I have a cluster of 5 graylog nodes connected with 5 elasticsearch nodes, all with similar size disk , RAM, cpu, network. elastricsearch is version 2.3.4.
The message traffic is about constant, around 30 GB per hour, a bit less during night.
I use 2 Index sets. default and secondary. each index uses 5 shards, and 0 replicas.
It was working well for months, but it looks like something happened few days ago.
I am checking logfiles of both elasticsearch and graylog but nothing relevant found.
The messages are still being processed and stored OK, just I noticed that one(primary) server is getting disk alarms all the time (over 90%), but other nodes have plenty of space under 70 %..
The reason for this disk alarms is that all indexes created in Secondary index set have 5 shards, but all shars are located on primary node.
Interestingly enough, the shards in the Default index are still well distributed over 5 nodes.
First I tried to set the disk allocation, but no change cluster.routing.allocation.disk.watermark.low: "76%" cluster.routing.allocation.disk.watermark.high: "84%"
I also tried to rotate the active write index, it created new one, but also this one had 5 shards on primary node.

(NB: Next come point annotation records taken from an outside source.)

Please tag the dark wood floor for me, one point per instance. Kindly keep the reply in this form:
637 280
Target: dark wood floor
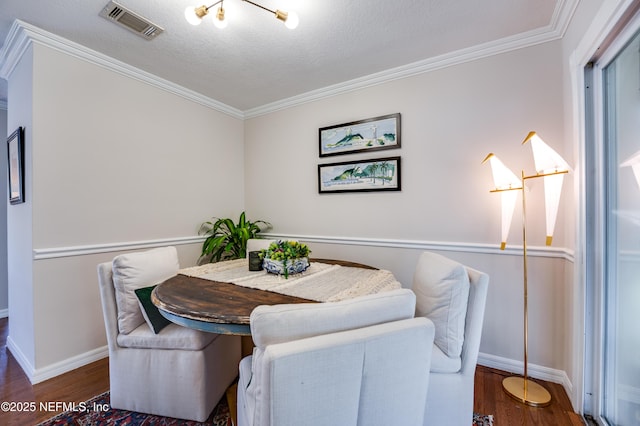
93 379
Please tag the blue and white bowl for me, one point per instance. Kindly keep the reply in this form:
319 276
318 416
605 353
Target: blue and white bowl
293 266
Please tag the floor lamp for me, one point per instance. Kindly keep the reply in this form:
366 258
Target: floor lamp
551 167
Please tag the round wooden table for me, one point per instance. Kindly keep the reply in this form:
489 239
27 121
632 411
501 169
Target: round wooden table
219 307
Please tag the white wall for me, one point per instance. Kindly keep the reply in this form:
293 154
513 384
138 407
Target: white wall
114 164
19 223
451 119
4 286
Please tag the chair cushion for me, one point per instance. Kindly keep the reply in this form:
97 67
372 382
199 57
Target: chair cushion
136 270
283 323
172 336
150 312
442 292
440 363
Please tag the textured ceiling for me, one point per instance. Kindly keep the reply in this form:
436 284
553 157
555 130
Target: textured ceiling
256 60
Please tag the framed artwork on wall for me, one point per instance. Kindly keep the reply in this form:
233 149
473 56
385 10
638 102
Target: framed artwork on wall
380 174
15 146
371 134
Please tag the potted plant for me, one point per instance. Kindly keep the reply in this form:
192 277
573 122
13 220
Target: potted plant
227 240
285 257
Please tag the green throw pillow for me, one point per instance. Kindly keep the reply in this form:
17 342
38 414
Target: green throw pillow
150 312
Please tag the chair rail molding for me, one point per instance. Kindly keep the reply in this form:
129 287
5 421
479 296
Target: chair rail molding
463 247
57 252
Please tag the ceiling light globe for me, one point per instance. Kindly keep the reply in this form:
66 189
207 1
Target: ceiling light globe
191 16
292 20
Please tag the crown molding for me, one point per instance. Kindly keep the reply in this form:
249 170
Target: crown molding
555 30
22 35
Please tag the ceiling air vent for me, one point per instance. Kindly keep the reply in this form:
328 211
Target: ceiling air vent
130 20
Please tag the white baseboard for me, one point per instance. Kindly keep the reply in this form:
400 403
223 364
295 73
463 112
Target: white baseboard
41 374
533 370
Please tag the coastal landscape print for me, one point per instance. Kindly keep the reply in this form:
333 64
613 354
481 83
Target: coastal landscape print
382 174
363 135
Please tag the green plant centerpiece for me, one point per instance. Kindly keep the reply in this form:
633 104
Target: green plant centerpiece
285 257
228 240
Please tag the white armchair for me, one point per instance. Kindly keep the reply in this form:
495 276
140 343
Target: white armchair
177 372
363 361
454 297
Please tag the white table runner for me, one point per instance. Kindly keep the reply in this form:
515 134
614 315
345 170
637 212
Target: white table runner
320 282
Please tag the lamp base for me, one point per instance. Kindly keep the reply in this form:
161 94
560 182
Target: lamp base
526 391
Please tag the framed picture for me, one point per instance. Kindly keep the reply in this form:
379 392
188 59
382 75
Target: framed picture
380 174
364 135
15 145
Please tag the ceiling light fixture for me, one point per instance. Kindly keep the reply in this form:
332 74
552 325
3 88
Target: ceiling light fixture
194 14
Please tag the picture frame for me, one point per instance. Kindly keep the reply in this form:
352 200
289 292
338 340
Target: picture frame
371 134
15 151
378 174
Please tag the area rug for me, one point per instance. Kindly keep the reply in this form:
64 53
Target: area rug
111 417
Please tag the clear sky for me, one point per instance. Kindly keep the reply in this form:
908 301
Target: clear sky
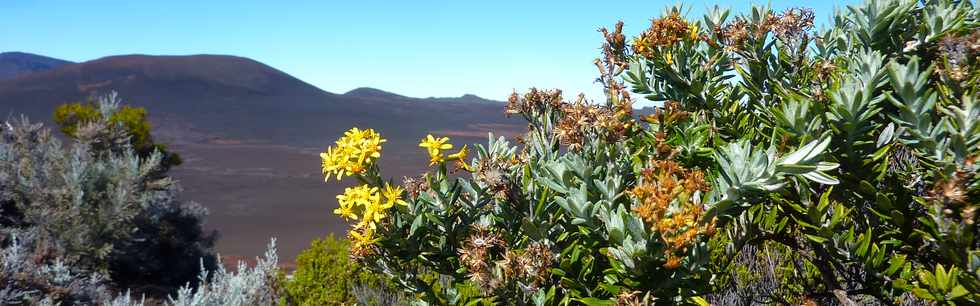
414 48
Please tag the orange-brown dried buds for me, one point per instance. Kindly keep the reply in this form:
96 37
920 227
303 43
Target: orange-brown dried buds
793 23
533 101
668 200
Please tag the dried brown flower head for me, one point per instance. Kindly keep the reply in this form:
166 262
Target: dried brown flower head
734 34
667 199
415 184
793 23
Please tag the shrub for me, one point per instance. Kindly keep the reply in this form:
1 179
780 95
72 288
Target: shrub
131 120
847 155
257 285
98 206
325 275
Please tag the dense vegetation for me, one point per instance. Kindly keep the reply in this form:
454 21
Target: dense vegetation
785 166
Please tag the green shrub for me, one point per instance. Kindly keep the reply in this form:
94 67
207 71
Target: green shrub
325 275
843 160
128 119
98 207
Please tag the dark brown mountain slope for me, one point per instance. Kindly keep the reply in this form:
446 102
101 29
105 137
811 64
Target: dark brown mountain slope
13 64
250 134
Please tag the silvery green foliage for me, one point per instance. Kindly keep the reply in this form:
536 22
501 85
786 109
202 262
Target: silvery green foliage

I managed to manualy run commnad to move some shards to other nodes. But it is not enogh, as there are more new messages that are reallocate. Any suggestions, what can I check or set to "force" this Secondary index set to create new indexes on different shards ?
[quote="lecko, post:1, topic:100361"] Interestingly enough, the shards in the Default index are still well distributed over 5 nodes. [/quote]
That is how Elasticsearch does allocation, not based on disk space (at least for now).
[quote="lecko, post:1, topic:100361"] what can I check or set to "force" this Secondary index set to create new indexes on different shards ? [/quote]
You mean different hosts? You could use forced allocation.
But perhaps you need to look at this in a different way and reduce your shard count. 5 shards for 30GB is a bit wasteful, I'd look at doing just 2 and then using `_shrink` to reduce the counts for the old ones to a single primary.